Mas não há bela sem senão, e o senão é que o acórdão parece dar razão a uma velha piada universitária segundo a qual quem não sabe somar três mais quatro vai para Direito.
O único parágrafo do acórdão que fala de números é um desastre. (No próprio artigo do Teixeira da Mota é visível que ele anda aos papeis para fazer sentido dos números que constam do acórdão e nunca consegue atinar).
Cito do acórdão (ênfases meus):
Deste modo, o arguido nesta sede deve ser ressarcido dos danos que teve de suportar com o presente processo de revisão e com o processo que esteve na sua origem (danos devidos para a plena reintegração da ordem jurídica), ou seja: (i) a pena de multa no valor de € 7000,00, (ii) a taxa de justiça cível (1ª instância) no valor de € 714 e de € 510 (iii), a indemnização e custas reembolsadas à assistente no valor de € 5.850 e de € 529,84, (iv) a indemnização e custas reembolsadas à assistente no valor de € 5.850 e de € 529,84, (v) a taxa de justiça penal (STJ) no valor de € 204, (vi) a taxa de justiça penal (TC) no valor de € 4794 e (vii) os honorários no valor de € 1.000, € 615, € 1.150, € 500,61. Tais despesas ascendem ao valor de € 31.818,04, quantia a que acrescem os juros já vencidos e calculados desde os respetivos pagamentos e os vincendos até integral pagamento.
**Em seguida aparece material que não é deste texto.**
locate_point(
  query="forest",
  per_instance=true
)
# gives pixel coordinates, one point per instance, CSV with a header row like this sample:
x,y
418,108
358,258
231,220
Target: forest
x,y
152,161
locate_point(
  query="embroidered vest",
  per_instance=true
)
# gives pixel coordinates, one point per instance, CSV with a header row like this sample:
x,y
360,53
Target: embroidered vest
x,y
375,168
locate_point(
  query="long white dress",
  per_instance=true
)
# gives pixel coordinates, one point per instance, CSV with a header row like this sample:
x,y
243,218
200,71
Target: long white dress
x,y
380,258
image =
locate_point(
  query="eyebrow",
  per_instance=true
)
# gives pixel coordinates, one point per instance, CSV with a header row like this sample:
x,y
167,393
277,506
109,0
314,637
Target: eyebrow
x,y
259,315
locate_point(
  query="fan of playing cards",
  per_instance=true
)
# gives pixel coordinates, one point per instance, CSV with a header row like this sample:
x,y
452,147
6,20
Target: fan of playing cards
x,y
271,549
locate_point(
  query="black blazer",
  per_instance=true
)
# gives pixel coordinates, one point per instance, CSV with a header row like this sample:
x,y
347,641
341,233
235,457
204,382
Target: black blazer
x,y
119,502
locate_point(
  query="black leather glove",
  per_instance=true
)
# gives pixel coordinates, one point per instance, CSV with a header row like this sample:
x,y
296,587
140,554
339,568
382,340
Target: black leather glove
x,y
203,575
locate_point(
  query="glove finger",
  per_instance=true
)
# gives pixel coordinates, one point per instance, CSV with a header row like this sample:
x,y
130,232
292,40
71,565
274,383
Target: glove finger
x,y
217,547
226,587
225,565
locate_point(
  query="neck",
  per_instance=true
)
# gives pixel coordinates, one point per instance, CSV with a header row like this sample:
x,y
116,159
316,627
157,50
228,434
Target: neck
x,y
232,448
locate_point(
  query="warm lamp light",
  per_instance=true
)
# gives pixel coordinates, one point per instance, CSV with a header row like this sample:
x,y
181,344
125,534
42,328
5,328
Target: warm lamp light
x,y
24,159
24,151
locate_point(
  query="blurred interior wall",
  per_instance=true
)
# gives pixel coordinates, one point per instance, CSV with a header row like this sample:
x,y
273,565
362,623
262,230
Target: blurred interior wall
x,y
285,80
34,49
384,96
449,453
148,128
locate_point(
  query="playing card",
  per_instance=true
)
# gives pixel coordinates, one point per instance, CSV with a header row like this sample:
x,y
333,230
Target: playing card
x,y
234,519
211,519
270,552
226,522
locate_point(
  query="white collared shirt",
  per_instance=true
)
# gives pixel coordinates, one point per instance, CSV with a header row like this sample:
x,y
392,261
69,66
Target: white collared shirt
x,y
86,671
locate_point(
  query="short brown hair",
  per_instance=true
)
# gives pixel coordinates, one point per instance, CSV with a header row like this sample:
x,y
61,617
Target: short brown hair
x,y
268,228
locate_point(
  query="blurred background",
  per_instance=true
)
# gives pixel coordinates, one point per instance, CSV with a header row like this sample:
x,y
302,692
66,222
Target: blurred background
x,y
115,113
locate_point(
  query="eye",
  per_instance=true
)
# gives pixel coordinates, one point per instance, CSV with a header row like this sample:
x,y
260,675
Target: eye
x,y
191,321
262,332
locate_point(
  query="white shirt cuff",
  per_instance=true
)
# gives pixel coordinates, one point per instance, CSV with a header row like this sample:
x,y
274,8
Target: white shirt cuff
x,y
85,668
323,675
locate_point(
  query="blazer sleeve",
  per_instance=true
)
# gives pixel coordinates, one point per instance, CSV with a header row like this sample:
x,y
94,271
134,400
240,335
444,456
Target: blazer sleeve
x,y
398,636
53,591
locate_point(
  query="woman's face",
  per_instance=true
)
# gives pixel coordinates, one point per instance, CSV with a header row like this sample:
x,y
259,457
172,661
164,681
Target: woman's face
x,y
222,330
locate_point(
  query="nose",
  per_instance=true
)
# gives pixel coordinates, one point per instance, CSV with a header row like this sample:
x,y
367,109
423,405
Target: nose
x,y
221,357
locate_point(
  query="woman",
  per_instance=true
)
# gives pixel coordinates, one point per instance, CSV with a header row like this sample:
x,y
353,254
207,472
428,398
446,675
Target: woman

O primeiro problema está na conta de somar. As parcelas não somam 31.818,04 euros, mas sim 29.247,29.
O segundo problema está em que a indemnização mais as custas que paguei à Cuatrecasas, certamente por lapso, é mencionada duas vezes. Em lugar da segunda menção devia estar a indemnização mais as custas que paguei ao Paulo Rangel (não tenho à mão os valores exactos, mas são aproximadamente o dobro daqueles que paguei à Cuatrecasas).
Feitas as correcções, a soma ascende a perto de 36 mil euros, aos quais vai ser preciso adicionar juros. O montante final deverá exceder 45 mil euros (*).
Se a estes 45 mil euros se juntarem os 15 mil que o Estado já me pagou no ano passado por ordem do TEDH, a conclusão a tirar é que só em indemnizações que me são devidas, a factura para os contribuintes portugueses desta palhaçada judicial organizada pelo ministro Rangel e pela Cuatrecasas, com a colaboração dos magistrados seus amigos, já vai acima de 60 mil euros.
______________________________
(*) A maior parte dos pagamentos foi feita entre 2019 e 2022. Só em 2025, a taxa legal de juros de mora é de 8,31% (em 2024 foi 8,87% e em 2023 foi de 6%), muito melhor do que ter o dinheiro no banco. Não tenho pressa nenhuma em receber este dinheiro.